I was relieved.  Mama felt stupid as though she should have known that it was insignificant and Daddy continued to wax eloquently about the variable blood pressure readings.  All was well except my son was very angry that we forgot to tell him that his favorite person in the world had a heart attack.

A couple of days later, Daddy called to say Mama was tired and cranky and not able to do her stuff at church.  I went to see what was up and found that she had been placed on a beta blocker, aspirin and a statin drug because it was hospital protocol for anyone with a diagnosis of MI.  Mama is petite on good days and just short on other days and 25 mg of Lopressor was taking it’s toll on her.  She was fine after she stopped it.

She did not need any of the three.  Her drug of choice for pain is old fashioned Bufferin.   I have almost had to admit her to detox for it any number of times.  Her cholesterol is within normal limits and her coronary vasculature was award winning.  She exercises regularly and eats so well, I imagine there is an ICD-9 code for her self-imposed dietary restrictions.

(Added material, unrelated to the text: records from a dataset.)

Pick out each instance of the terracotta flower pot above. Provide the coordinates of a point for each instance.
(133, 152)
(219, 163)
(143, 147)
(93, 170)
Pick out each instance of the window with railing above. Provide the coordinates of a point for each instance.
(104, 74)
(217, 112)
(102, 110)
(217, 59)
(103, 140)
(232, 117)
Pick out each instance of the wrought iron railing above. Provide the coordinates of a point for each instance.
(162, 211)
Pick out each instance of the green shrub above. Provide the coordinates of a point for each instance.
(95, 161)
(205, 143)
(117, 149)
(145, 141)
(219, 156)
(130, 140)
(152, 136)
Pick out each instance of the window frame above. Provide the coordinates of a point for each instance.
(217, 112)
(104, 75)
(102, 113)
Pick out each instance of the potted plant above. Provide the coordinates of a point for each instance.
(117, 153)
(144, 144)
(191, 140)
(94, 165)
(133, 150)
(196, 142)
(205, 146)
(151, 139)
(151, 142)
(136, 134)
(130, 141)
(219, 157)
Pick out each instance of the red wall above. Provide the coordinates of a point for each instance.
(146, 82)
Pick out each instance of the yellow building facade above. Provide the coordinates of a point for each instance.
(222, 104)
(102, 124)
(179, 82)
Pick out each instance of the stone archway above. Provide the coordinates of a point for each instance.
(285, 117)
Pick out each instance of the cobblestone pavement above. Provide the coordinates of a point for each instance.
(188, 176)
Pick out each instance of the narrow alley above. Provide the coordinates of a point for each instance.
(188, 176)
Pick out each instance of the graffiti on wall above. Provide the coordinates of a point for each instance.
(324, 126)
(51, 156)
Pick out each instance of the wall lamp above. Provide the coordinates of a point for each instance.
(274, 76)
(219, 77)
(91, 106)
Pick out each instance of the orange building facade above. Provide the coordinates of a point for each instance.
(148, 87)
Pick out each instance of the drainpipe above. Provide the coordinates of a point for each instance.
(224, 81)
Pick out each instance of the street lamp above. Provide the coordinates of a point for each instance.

Meanwhile, the hospital’s outcomes are keeping up with the Jones’s.  In the wisdom of evidence based practice my mother was prescribed three meds that would do her no good.  Granted, they were cheap and if I had to choose, I would prefer a global policy of prescribing them for everyone rather than miss a few who needed the medications.

I don’t have to choose as it turns out.  Medicare has already determined what pretty much every heart attack patient in the country needs.  With all of the critical thinking required to open a refrigerator door, our physicians order medications for all patients according to pre-printed recipe. The hospitals and the physicians with privileges at the hospitals are chasing numbers instead of taking care of individual patients.

What bothers me the most about treating the numbers is that although minor, there are side-effects to the medications prescribed to my mother as she was discharged from the hospital.  There was a potential for dizziness and orthostatic hypotension resulting in a fall from the beta blocker.  There are side effects of statins including memory loss.  An aspirin a day shouldn’t hurt anyone but nobody stopped to ask Mama what she ordinarily took for pain and too much aspirin can cause problems as well.  The chances of side effects for Mama outweighed the benefits of treatment.

Treating the hospital’s outcomes should never be mistaken for quality care of individuals.  This is something we need to remember when our reported data is being evaluated for purposes of payment.